I nodded. “Just a little V-type asteroid, wandering in an almost point-five ellipticity orbit. Station had to burn the engine for three months just to circularize it.”
“And the Dyson tree didn’t exactly take to her soil right away either,” she replied. “Too ferrous.”
I shook my head and chuckled. “She was a piece of work, day in and day out. Whole lot of freefall tilling, sneaking volatiles from the other projects,” I said, nodding up at the similar bulks in various stages of growth arrayed along Nursery Station’s spin axis. “But she was darn cute. Shaped like a kidney bean.” By now the Dyson tree obscured her shape, hiding her surface like a coat of fur.

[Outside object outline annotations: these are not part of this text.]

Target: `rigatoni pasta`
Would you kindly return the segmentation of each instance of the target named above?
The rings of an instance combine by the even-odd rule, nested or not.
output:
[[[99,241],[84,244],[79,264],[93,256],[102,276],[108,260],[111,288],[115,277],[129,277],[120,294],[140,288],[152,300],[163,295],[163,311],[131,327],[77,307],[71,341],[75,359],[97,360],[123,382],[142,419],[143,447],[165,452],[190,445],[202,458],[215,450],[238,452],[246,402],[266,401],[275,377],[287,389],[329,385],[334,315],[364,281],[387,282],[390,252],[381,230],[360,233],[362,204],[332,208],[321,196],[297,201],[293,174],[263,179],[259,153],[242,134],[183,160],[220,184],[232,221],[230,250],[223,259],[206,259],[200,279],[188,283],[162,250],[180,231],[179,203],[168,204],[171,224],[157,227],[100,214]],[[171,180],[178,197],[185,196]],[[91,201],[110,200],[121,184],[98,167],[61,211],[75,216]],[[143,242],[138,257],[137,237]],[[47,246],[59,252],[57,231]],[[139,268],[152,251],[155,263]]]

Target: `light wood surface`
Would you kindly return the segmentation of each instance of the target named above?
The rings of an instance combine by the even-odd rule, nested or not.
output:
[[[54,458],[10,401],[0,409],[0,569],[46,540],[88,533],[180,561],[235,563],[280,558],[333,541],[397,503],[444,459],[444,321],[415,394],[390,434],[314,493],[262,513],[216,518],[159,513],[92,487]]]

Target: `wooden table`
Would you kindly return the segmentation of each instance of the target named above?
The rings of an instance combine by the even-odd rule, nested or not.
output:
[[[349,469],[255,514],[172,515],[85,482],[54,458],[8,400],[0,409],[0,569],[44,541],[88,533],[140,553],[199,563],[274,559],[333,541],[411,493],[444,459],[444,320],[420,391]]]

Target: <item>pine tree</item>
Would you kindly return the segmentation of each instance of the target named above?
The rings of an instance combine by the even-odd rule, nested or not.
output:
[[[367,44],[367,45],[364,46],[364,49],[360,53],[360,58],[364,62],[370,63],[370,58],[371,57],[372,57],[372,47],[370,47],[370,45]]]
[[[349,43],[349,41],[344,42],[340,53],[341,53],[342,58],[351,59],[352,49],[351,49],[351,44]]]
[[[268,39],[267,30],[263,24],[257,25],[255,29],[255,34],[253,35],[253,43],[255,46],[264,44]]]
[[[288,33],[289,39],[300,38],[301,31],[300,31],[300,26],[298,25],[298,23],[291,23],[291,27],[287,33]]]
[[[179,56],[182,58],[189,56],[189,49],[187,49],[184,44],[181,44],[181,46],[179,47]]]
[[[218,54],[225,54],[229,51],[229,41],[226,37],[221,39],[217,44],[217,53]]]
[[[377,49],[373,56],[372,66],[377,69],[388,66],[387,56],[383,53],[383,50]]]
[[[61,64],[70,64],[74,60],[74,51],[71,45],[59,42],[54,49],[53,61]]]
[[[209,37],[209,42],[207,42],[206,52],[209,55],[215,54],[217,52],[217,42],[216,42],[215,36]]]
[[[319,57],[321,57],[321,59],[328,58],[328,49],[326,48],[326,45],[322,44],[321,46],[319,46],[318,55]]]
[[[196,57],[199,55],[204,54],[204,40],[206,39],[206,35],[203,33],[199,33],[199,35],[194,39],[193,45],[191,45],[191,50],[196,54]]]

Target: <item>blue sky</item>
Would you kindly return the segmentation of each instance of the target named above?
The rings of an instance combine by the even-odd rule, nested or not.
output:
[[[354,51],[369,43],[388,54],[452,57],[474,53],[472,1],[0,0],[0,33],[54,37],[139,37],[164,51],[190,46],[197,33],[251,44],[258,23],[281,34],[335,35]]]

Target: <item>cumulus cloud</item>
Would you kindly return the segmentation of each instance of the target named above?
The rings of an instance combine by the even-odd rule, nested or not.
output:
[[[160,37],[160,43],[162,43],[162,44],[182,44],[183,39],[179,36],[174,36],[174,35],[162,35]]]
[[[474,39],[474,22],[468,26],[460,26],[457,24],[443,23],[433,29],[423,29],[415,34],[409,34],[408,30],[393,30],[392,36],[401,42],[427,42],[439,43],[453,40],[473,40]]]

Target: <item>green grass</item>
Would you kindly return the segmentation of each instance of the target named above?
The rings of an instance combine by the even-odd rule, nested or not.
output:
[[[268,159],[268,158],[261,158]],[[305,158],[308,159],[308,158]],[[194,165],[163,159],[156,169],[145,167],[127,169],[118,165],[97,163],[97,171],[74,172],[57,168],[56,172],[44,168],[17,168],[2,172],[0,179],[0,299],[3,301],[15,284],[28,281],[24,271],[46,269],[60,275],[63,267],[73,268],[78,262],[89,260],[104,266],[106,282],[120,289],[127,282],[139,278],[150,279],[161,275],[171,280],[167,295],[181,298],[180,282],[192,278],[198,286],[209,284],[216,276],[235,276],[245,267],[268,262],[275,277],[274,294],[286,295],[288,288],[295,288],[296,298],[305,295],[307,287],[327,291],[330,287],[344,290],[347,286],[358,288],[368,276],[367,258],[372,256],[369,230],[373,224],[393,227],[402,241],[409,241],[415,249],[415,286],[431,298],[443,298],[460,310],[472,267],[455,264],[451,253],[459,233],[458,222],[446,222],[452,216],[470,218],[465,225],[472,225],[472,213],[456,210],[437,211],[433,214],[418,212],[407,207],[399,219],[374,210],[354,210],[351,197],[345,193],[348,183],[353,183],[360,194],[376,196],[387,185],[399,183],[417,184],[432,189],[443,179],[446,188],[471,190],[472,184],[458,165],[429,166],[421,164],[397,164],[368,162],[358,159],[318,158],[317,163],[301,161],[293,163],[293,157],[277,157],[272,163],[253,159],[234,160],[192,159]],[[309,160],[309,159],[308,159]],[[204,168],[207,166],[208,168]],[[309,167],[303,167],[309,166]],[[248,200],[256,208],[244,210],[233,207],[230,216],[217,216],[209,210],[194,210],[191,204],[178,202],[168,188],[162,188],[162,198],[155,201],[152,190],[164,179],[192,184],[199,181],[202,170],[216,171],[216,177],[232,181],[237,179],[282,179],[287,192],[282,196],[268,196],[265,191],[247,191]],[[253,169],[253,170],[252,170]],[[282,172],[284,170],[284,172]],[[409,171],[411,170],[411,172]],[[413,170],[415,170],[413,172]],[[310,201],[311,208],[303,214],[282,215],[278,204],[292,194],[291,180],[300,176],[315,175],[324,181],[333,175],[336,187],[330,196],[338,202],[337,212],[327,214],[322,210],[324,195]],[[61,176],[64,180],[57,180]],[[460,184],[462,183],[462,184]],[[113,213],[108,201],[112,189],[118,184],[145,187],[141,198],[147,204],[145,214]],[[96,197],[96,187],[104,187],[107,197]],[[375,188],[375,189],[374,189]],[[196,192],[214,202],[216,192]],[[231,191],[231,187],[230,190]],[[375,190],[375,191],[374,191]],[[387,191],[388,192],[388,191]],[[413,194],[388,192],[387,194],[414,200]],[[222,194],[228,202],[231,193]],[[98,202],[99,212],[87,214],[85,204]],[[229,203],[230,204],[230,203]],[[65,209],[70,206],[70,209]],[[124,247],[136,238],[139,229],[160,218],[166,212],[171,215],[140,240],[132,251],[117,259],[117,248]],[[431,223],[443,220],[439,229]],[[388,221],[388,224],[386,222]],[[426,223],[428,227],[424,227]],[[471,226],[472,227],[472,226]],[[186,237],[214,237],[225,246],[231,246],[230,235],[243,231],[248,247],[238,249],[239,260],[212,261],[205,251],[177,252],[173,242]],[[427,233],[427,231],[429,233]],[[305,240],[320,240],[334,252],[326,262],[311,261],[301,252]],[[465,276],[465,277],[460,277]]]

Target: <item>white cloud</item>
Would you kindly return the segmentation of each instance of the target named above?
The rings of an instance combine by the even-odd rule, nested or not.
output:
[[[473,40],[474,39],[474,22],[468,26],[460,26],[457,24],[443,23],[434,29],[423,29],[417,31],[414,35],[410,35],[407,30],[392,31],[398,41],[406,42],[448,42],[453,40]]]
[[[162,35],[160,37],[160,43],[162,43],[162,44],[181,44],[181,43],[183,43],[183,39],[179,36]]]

Clea elbowed me in the rib and said, “Look!” The anchor gripping Verenia’s tip released, leaving her to float freely in the low gravity of the cylinder’s axis. Down changed direction slightly for us, just for a moment; the station’s engines were firing. Verenia began drifting toward aft in response, closing the distance to the nearest circular endcap. Once she had almost touched the wall, it began to iris open into vacuum, the rim staying close to her treetops to keep too much air from escaping. The pressure difference started to carry her out the massive airlock faster and faster.
I started shaking; my breathing picked up. My pupils navigated my ocular overlay and dialed up Rotann, the station mayor.
Clea snapped her fingers in front of my face, drawing my eyes in just such a way that I cancelled the call. “What’re you doing?” she asked me.
“We need to call this off,” I sputtered. “She can’t leave yet. I’m not sure her roots go deep enough, and she still needs pruning–”
“Donalt,” she said, putting a finger over my lips. “Calm down. Just look.”
With her other finger, she drew my eyes back up to Verenia. She was halfway out of the station now: for the first time, real, white sunlight shone on her. The illumination made her leaves stand out against the blackness, but it almost looked like they were stretching, reaching out for more sun. The decompression wind rustling her canopy gave her a vitality I had never seen, not while she was sitting on this station. The iris closed after her, leaving nothing but still air and a clear view to the other side of the cylinder.
This was the feeling I lived for: creating beautiful things like this, then letting them fly free. I hoped I never got used to it.
Clea looked at me. “Ready for our next one?”
I met her gaze, my lips curving into a smile. “Get out the tools. I want a really big one this time.”